Por isso é importante resistir à tendência de dissociar a política social da política
econômica e a seguridade social do mercado. A seguridade social não pode sucumbir às
pressões em favor da liberdade do mercado em face dos constrangimentos de ter que
financiar e manter a seguridade social, especialmente em seu elenco de benefícios “não
contributivos”.
Com a diminuição do papel e importância do Estado, durante a década de 1990,
a lógica do mercado tornou-se hegemônica e invadiu os espaços sociais que antes não
tinham a sua interferência.
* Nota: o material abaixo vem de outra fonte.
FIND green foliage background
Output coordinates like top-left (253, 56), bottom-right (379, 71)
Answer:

Sob a ótica da defesa da diminuição da intervenção estatal na
economia, viabiliza-se um receituário de reduções de gastos sociais, privatizações das
empresas do setor público e desregulamentação dos mercados, principalmente o da
força de trabalho.
CONCLUSÃO
Frente ao exposto, pode-se concluir que as relações e condições de trabalho em Franca
movimentam-se conforme a tendência constante do capital, deteriorando a força
produtiva, pois, o setor calçadista não apresenta inovações tecnológicas significantes e
no trabalho subcontratado os meios de produção são antigos e ultrapassados, além da
indústria apresentar grande dependência de políticas de incentivo por parte do governo.
Verifica-se portanto, que esse desmonte agravou profundamente as políticas
sociais universais, com a restrição de direitos sociais, especialmente na Previdência
Social, dificultando o acesso aos benefícios, tendo em vista que a própria legislação
previdenciária, já se caracteriza como um instrumento de exclusão ao estabelecer
critérios para a inserção a seus benefícios.
Realizamos a análise do relato dos trabalhadores através da elencação de
categorias de estudo, que versaram sobre a entrada para o mundo do trabalho e
especificamente para a indústria calçadista; sobre as alterações ocorridas no mundo do
trabalho a partir da década de 1990; e por fim os impactos da reestruturação produtiva
na vida dos trabalhadores do calçado.
O que se verifica em cada categoria de estudo é que os trabalhadores adentraram
o mundo do trabalho por necessidades pessoais, ambos entraram na indústria calçadista
na década de maior auge da mesma (1980) e que vivenciaram no interior das fábricas
todas as mudanças ocorridas no processo de produção do calçado, seja com a
instauração da esteira mecânica, seja pelo aumento da competitividade entre os
trabalhadores, e pelo rebaixamento dos salários em virtude de momentos de crise.
Assim, os trabalhadores apresentaram problemas familiares sérios que refletiram
em seus ambientes de trabalho e convívio social.
Referente aos trabalhadores que apesar de todas as adversidades continuaram
dentro das fábricas vemos que as alterações na produção foram intensas e exigiram dos
trabalhadores capacidades, habilidades e rapidez extremas.
As mudanças na organização e produção do calçado enfraqueceram a classe
trabalhadora como um todo pois os mesmos passaram a competir dentro da própria
categoria e tal postura enfraquece até mesmo a entidade representativa da categoria,
pois muitos não aceitam mais perder tempo de trabalho para ir ao Sindicato
reivindicarem direitos e/ou melhores condições de trabalho, em
face da maior
produtividade e garantia de salário e renda.
Com a competição e a intensidade que deveriam ser dadas à realização das
tarefas, os trabalhadores deixam de criar vínculos com seus colegas de trabalho,
passando os mesmos a se verem como competidores.
O horário de realização das necessidades fisiológicas passam a ser encarados
como empecilhos para a realização de quantidades maiores de produção.
Assim, ao refletir sobre o relato dos trabalhadores constatamos desse modo, que
para o conjunto da classe trabalhadora, ou “classe-que-vive-do-trabalho”, utilizando
termo de Antunes (1995), o desenvolvimento tecnológico não produziu necessariamente
o desenvolvimento de uma subjetividade cheia de sentido, mas ao contrário, desfigurou
e aviltou a personalidade humana.
E assim encerramos esse trabalho afirmando que a reestruturação produtiva
ocasionou e está ocasionando uma degradação salarial, aumento do ritmo de trabalho,
aumento do desemprego, com sérias conseqüências para suas condições de vida
(material, física e psicológica) e trabalho.